Thermocouple junctions are of three types: grounded, ungrounded and exposed tip. A grounded thermocouple has the junction touching the sheath material – there is continuity between leads and thermocouple sheath. Ungrounded junction is electrically and physically isolated from the sheath material. The junction of an exposed tip thermocouple is exposed to the surrounding environment.
RTDs are less common in general industrial applications than thermocouples. RTDs measure change in resistance of the sensor tip. The resistance of a RTD changes in proportion to temperature. Platinum is commonly used as the resistor. RTDs are more accurate than thermocouples, and also more expensive. There are two common types of RTD, a two wire and a three wire. Three wire sensors are more accurate than two wire sensors, and both are more accurate than a thermocouple. The three wire sensor is preferred when there is longer distance from sensor to the controller or when precise accuracy is important.
It should be pointed out that, for most industrial processes, the difference in accuracy is not a concern. The difference in accuracy between a thermocouple and a RTD may be a degree or two.
Because the RTD changes resistance, a current must be applied to the sensor, usually originating at the control instrument. Unlike a thermocouple, which is self-powered, a RTD has to have an outside power source
Thermistors are not generally seen in industrial settings to limited temperature range, difficultly in switching replacing probes, and expense. Upper range for a thermistor is approximately 150° C. Thermistors must be calibrated to the controlling instrument for accuracy. Interchangeable thermistors are expensive relative to other temperature sensing alternatives
Things to Consider When Ordering Thermocouples/RTDs:
1) Temperature range: The type of thermocouple used partially depends on the temperature range to be measured. The most common types in industry are J and K. Type J has a range of 0° – 1500° F. Type K has a range of 0°-2500° F. K is normally used in the 750° – 2000° F range, J used in the 200° – 800° F range. Type T has an approximate range of -250° F to 400° F. There are other thermocouple types with different ranges for specialized applications. RDTs are effective -200° C to 700° C
2) Operating Environment: Once the temperature range has been established, the sensor must be deployed in the most effective way to measure the material. Since the measuring junction may need mechanical protection, there is a tradeoff between temperature measurement and durability of the sensor. The more insulation between the sensing junction and the target, the slower the response of the sensor.

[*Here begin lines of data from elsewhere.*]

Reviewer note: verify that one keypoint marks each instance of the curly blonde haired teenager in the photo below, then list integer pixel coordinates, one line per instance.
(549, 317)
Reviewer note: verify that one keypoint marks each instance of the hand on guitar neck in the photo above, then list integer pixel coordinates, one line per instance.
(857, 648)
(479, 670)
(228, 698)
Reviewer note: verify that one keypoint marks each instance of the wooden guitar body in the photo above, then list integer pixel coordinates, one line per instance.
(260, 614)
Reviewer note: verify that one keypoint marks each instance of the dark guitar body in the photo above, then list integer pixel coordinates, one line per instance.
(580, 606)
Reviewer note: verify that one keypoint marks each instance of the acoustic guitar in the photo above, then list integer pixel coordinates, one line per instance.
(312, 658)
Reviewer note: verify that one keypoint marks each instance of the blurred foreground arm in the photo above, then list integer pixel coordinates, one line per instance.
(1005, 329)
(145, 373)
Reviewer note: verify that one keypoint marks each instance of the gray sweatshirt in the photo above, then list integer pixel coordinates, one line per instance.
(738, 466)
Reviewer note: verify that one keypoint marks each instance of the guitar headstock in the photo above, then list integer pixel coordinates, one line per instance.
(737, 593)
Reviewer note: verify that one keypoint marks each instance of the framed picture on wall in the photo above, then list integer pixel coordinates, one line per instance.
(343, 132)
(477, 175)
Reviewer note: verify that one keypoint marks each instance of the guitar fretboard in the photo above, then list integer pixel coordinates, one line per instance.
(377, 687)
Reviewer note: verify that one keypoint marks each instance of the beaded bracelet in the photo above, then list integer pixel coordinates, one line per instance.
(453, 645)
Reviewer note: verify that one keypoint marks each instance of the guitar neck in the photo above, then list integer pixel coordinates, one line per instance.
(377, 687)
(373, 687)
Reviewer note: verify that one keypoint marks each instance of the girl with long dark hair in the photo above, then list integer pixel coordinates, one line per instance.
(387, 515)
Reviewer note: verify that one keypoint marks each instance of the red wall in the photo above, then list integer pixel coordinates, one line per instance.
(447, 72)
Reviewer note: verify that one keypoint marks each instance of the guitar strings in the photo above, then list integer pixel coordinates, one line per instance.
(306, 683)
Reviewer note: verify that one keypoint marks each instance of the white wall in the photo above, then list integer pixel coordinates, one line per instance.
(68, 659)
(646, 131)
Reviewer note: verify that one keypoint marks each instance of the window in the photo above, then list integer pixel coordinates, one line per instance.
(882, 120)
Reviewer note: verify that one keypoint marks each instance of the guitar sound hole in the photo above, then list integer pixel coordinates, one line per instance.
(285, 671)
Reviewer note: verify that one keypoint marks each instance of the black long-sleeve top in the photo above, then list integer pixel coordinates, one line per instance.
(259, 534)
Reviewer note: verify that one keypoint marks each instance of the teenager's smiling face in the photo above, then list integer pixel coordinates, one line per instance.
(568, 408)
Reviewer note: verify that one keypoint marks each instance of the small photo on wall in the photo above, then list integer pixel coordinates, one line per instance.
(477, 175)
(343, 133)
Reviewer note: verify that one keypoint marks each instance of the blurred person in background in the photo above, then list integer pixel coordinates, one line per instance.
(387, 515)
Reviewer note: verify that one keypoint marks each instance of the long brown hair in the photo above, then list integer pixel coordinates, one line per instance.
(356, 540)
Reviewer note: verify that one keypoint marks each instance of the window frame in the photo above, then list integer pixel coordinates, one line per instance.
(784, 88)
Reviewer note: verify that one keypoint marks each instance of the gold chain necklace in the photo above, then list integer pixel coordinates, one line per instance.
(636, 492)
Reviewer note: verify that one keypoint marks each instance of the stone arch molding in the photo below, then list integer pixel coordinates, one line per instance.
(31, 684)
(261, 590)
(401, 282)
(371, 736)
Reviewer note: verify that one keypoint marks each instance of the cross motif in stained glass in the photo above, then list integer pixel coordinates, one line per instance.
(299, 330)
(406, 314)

3) Type of Controller Used: Some controllers require ungrounded thermocouples and some controllers can use either grounded or ungrounded ones.
4) Process Response Time: Most industrial processes are constrained by the speed of a temperature sensor. One notable exception is measuring hot air. Some air heaters respond faster than a grounded or ungrounded thermocouple can sense, potentially resulting in erratic processes or heater failure.
Thermocouple (and RTD) design Checklist:
Check back soon for a printable checklist to use to determine your thermocouple needs!
When necessary to measure a target which cannot be touched (e.g. parts moving down a conveyor) infrared sensors are a good solution. Care must be taken when choosing these sensors since selection criteria involve more than temperature range.